More than 40 officials held accountable for vaccine scandal

2018-08-19 20:22:20 | From:GlobalTimes

  More than 40 officials including seven provincial- and ministerial-level officials were deemed accountable for the substandard vaccine scandal this weekend as Chinese observers called for the establishment of a new and better food and medicine safety supervisory system.

  Five officials at the China Food and Drug Administration including Ding Jianhua, who headed two administration departments, were removed from their posts, the State Administration for Market Regulation said in a statement on its website on Saturday.

  National Institutes for Food and Drug Control Dean Li Bo was ordered to "make profound self-examinations," while Deputy Dean Wang Youchun was sacked, according to the statement.

  The defective vaccine case had exposed loopholes and relevant officials were found in dereliction of duty, the statement said. They had provided insufficient supervision and were not strict enough about inspections.

  Changchun Changsheng Bio-technology Company in Northeast China's Jilin Province came under fire last month for supplying ineffective diphtheria, whooping cough and tetanus (DPT) vaccines as well as forging data for rabies vaccines.

  The Standing Committee of the Political Bureau of the Communist Party of China Central Committee on Thursday dismissed other senior officials involved in the Changsheng scandal.

  Jin Yuhui, vice governor of Jilin Province, who had supervised food and drugs in the province since April last year, was sacked.

  Also shown the door was Li Jinxiu, vice chairman of Jilin Provincial Committee of the Chinese People's Political Consultative Conference and 2015-2017 Jilin vice governor.

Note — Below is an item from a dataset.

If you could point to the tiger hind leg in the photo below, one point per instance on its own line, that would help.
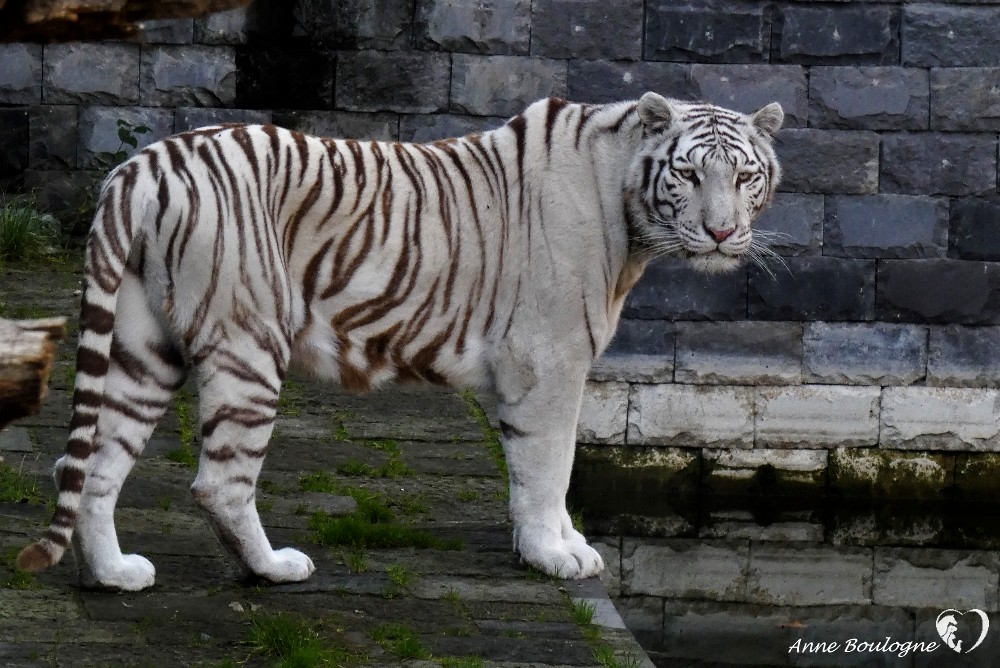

  Changchun Mayor Liu Changlong was fired too, the Xinhua News Agency reported.

  "The massive scale of officials being punished for the vaccine scandal shows the Party and the central government's resolve to hold accountable those who hurt the people's interests," Su Wei, a professor at the Party School of the Chongqing Party Committee, told the Global Times.

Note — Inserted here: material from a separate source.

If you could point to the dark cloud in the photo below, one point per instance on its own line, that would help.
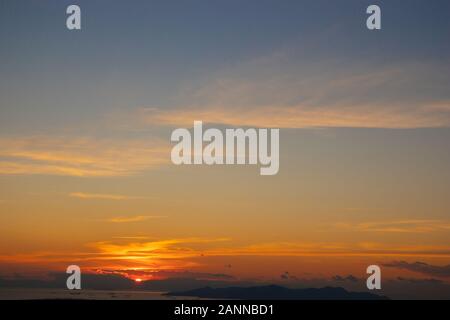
(420, 281)
(421, 267)
(287, 276)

  "The accountability system will remind officials to better shoulder their responsibilities."

  Improving selection and accountability of officials could modernize governance, Su said.

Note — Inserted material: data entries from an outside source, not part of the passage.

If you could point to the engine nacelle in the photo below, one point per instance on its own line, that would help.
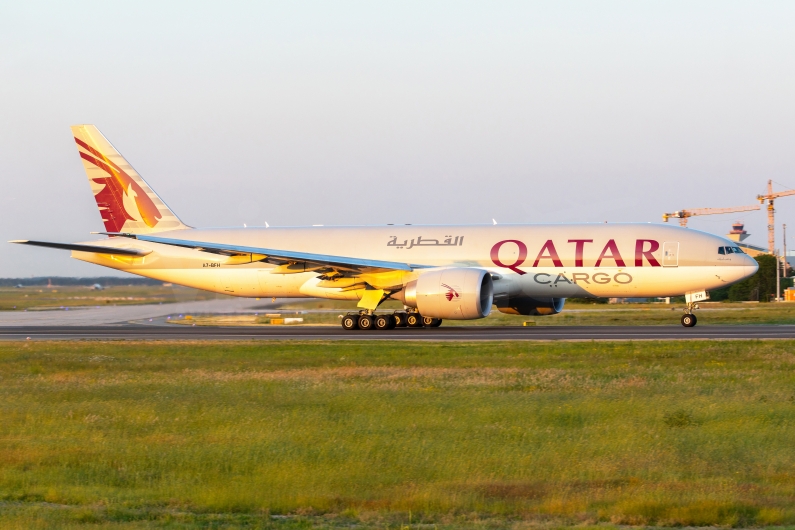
(524, 305)
(451, 293)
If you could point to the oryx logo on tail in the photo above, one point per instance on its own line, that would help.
(125, 201)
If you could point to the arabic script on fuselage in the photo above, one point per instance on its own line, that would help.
(426, 242)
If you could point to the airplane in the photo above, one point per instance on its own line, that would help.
(455, 272)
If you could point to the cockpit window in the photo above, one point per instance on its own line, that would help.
(730, 250)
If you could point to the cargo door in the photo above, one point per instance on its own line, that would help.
(671, 254)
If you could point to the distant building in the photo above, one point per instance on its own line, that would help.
(739, 235)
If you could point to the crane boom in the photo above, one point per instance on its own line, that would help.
(771, 213)
(683, 215)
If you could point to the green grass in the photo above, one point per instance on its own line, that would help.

  The scandal had "damaged the bottom line of society," Zhi Zhenfeng, a legal expert at the Chinese Academy of Social Sciences in Beijing, told the Global Times.

  People were worried and "accounting for those who are responsible is responding to society's concerns," Zhi said.

  "We should learn not only from this vaccine scandal but also from other incidents related to food and medicine safety," Zhi said.

  "It's time for a rethink of the way we develop the food and medicine industry and time to promote a better supervisory system."

  Eleven officials in Central China's Hubei Province have also been punished for substandard DPT vaccines produced by Wuhan Institute of Biological Products Company, Xinhua reported.

  Different officials "should shoulder different amounts of blame," Zhi said.

  In the substandard vaccine cases, food and drug administration officials and the head of the Jilin government and the Changchun mayor must take the main responsibility, according to a release from the website of the Central Commission for Discipline Inspection on Saturday.

  "Those officials have a duty of supervision and they should account for their responsibilities," read the commission's release on Sunday.

  "If they had fulfilled their responsibility to supervise drugs in the first place, how could a substandard vaccine go to market and how could the bottom line of public health be ruined like this?"

  They all deserved their punishment, the release said.

  The commission release noted the most serious disciplinary punishment was reserved for Wu Zhen, former deputy of the food and drug administration.

  In response to popular reports of officials once sacked then reappointed, Su said "some punished officials may have violated discipline to get back their previous positions by using bribery."

  Under Party and government regulations, those officials held accountable or who admit responsibility, resign or are ordered to resign, must not take any new position for one year.

  And for a total two years they should not be appointed to any position that is superior to their previous position.